Assumes the number of rows is public information
The total privacy expenditure is epsilon."""
exact_aggregates = data.mean(axis=0)
base_laplace = find_meas(*data.shape)
return np.array(base_laplace(exact_aggregates))


Run the simulation once more with this new query interface.

[18]:

num_predicates = np.arange(1, 11) * len(population) * 4
fp_results, tp_results = simulate_attacks(
execute_dp_query,
membership_attack_fig_1,
sample_size=5,
reference_size=50,
num_predicates=num_predicates,
num_trials=100,
delta=0.05)
print("FPR", fp_results)
print("TPR", tp_results)

plot_fpr_tpr(num_predicates, fp_results, tp_results)

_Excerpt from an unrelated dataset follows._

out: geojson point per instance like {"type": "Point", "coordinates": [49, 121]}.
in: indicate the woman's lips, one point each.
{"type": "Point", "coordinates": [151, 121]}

Predicate space dimensionality: 400
0% 10% 20% 30% 40% 50% 60% 70% 80% 90% 100% ~ 2 seconds (tp:58,fp:49)
Predicate space dimensionality: 800
0% 10% 20% 30% 40% 50% 60% 70% 80% 90% 100% ~ 3 seconds (tp:52,fp:51)
Predicate space dimensionality: 1200
0% 10% 20% 30% 40% 50% 60% 70% 80% 90% 100% ~ 4 seconds (tp:52,fp:48)
Predicate space dimensionality: 1600
0% 10% 20% 30% 40% 50% 60% 70% 80% 90% 100% ~ 5 seconds (tp:48,fp:46)
Predicate space dimensionality: 2000
0% 10% 20% 30% 40% 50% 60% 70% 80% 90% 100% ~ 6 seconds (tp:44,fp:50)
Predicate space dimensionality: 2400
0% 10% 20% 30% 40% 50% 60% 70% 80% 90% 100% ~ 8 seconds (tp:41,fp:53)
Predicate space dimensionality: 2800
0% 10% 20% 30% 40% 50% 60% 70% 80% 90% 100% ~ 10 seconds (tp:58,fp:55)
Predicate space dimensionality: 3200
0% 10% 20% 30% 40% 50% 60% 70% 80% 90% 100% ~ 12 seconds (tp:42,fp:57)
Predicate space dimensionality: 3600
0% 10% 20% 30% 40% 50% 60% 70% 80% 90% 100% ~ 19 seconds (tp:40,fp:43)
Predicate space dimensionality: 4000
0% 10% 20% 30% 40% 50% 60% 70% 80% 90% 100% ~ 31 seconds (tp:51,fp:41)
FPR [0.49, 0.51, 0.48, 0.46, 0.5, 0.53, 0.55, 0.57, 0.43, 0.41]
TPR [0.58, 0.52, 0.52, 0.48, 0.44, 0.41, 0.58, 0.42, 0.4, 0.51]


The resulting graphs show that the membership attack is thwarted. The response from the test is practically a coin-flip; it fails to identify Alice as a member of the sequestered dataset about half the time, and falsely identifies Anita as a member of the dataset about half the time.